The following error was reported after training a network in DIGITS:
ERROR: Check failed: error == cudaSuccess (8 vs. 0) invalid device function
ip2 needs backward computation.
relu1 needs backward computation.
ip1 needs backward computation.
pool2 needs backward computation.
conv2 needs backward computation.
pool1 needs backward computation.
conv1 needs backward computation.
scale does not need backward computation.
label_mnist_1_split does not need backward computation.
mnist does not need backward computation.
This network produces output accuracy
This network produces output loss
Network initialization done.
Solver scaffolding done.
Starting Optimization
Solving
Learning Rate Policy: step
Iteration 0, Testing net (#0)
Data layer prefetch queue empty
Check failed: error == cudaSuccess (8 vs. 0) invalid device function
Any suggestions as to what I should do to fix this? Thank you.
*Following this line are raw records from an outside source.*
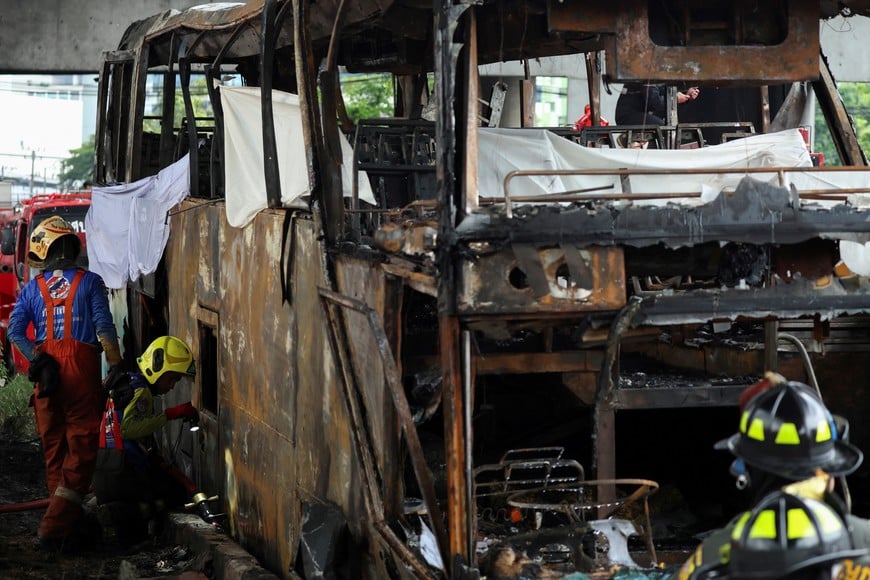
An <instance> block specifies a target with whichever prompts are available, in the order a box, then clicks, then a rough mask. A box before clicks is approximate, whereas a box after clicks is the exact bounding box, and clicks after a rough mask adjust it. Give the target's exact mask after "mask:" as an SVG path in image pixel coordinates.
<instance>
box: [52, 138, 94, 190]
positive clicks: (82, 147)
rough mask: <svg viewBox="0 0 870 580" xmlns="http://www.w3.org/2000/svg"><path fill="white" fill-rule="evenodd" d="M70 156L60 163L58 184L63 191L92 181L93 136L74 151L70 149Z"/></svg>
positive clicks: (92, 172) (93, 149) (92, 164)
mask: <svg viewBox="0 0 870 580" xmlns="http://www.w3.org/2000/svg"><path fill="white" fill-rule="evenodd" d="M69 153H70V156H69V158H67V159H64V160H63V161H61V162H60V174H59V176H58V177H59V178H60V182H61V184H62V186H63V189H72V188H73V187H75V186H76V185H77V184H82V183H84V182H86V181H93V179H94V136H93V135H91V136H90V138H89V139H88V140H87V141H85V142H84V143H82V144H81V146H80V147H78V148H76V149H70V152H69Z"/></svg>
Invalid device function usually means that the code you are trying to run was not compiled for the GPU architecture that you are trying to run it on.
This shouldn’t be an issue with DIGITS itself (as that is basically a graphical front end for a DL framework) but is presumably arising either out of Caffe (or whatever framework you are using in DIGITS) or the cuDNN library itself.
You could try updating cuDNN to the newest version. This would likely require you to rebuild (at least re-link) Caffe.
If you installed DIGITS and Caffe and cuDNN using a package manager install method, then this may be a substantial amount of work, at least compared to what you have done so far.
Thank you @txbob
Yes i did use package manager to install DIGITS…
Besides the error above, i also cannot see the option to select GPU in the page to create new model (the same section as model name). Any clue why?
How did you install CUDA 8 RC? Did you do any verification of the install?
The problem mentioned in the first post in this thread is actually a problem in the nvidia caffe build (0.14.2) that is pulled with the package manager install of DIGITS 3 (the cuDNN library is OK). The problem should be fixed in some upcoming 0.15 NVcaffe packages.
At this time, some options are:
-
Build the caffe-0.15 branch of NVcaffe manually from source (instructions: DIGITS/BuildCaffe.md at digits-4.0 · NVIDIA/DIGITS · GitHub ), then reconfigure DIGITS 3 to use the new build (instructions: DIGITS/UbuntuInstall.md at digits-3.0 · NVIDIA/DIGITS · GitHub )
-
Wait for the new DIGITS v4 and NVcaffe v0.15 packages to be released. I can’t predict the future but this might happen in the next 30 days or so.
Thank you @txbob, will wait for DIGITS v4 release.